Way to go, nice little pup!


----------



## Bill Me (Oct 5, 2007)

What was the water temp at the Spur?


----------



## bigtallluke (Jul 14, 2012)

Bill Me said:


> What was the water temp at the Spur?


73.5* and the water was blended blue/green with pretty decent clarity.


----------



## Scruggspc (Mar 20, 2013)

Way to go brother.


----------



## Bill Me (Oct 5, 2007)

bigtallluke said:


> 73.5* and the water was blended blue/green with pretty decent clarity.


Lay down wind!


----------



## FishFighter92 (Jul 10, 2012)

The wind needs to die for a week and I'll be the happiest guy alive.


----------



## bigtallluke (Jul 14, 2012)

FishFighter92 said:


> The wind needs to die for a week and I'll be the happiest guy alive.

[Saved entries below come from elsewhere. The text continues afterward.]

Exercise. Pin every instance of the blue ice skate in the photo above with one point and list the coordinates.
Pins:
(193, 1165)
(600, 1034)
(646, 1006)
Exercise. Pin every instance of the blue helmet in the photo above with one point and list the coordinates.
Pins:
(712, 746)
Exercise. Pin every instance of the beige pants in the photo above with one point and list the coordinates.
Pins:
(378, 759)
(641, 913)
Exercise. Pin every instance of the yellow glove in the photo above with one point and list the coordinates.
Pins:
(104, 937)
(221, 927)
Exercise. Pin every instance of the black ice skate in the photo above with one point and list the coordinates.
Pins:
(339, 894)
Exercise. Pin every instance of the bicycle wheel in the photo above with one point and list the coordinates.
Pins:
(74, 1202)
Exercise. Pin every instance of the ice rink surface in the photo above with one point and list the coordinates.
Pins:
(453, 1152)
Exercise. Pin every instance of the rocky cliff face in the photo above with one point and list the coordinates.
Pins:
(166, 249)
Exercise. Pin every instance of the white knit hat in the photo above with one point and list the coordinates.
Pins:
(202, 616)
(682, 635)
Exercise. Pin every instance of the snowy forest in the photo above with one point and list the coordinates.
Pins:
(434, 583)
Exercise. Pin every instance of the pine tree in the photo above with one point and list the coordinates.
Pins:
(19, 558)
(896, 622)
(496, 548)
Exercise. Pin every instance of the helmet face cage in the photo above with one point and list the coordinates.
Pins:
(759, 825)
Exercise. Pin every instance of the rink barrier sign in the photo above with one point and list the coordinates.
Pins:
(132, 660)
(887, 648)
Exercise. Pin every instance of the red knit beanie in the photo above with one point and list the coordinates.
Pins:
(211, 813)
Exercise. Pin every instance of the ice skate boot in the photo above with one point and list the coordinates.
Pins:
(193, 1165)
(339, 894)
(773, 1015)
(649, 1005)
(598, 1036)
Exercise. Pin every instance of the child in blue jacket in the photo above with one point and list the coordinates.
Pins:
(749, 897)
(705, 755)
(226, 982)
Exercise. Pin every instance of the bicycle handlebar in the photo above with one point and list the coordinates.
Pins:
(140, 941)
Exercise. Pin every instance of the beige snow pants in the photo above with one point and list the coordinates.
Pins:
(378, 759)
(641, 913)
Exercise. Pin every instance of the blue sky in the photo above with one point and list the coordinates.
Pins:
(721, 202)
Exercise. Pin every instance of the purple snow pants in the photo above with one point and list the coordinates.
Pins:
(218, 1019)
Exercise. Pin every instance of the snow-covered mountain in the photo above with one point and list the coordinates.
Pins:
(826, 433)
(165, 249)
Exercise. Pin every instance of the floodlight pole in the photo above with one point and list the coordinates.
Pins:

I heard that Steven!! I hear the tuna fishing is out of control good right now if you can stand to battle the seas. I was in half hitch the other day getting supplies for the trip and they were saying that guys had been battling 15' + seas out at the rigs just in the name of YFT!! One boat returned with a cracked hull lol.... But they got it done out there!


----------



## cobe killer (Apr 13, 2008)

nice little fellow. he'll be a contender one day!!! that's some fine scamp!


----------



## Fish Eye (Apr 4, 2013)

Way to make it happen in December!!!


----------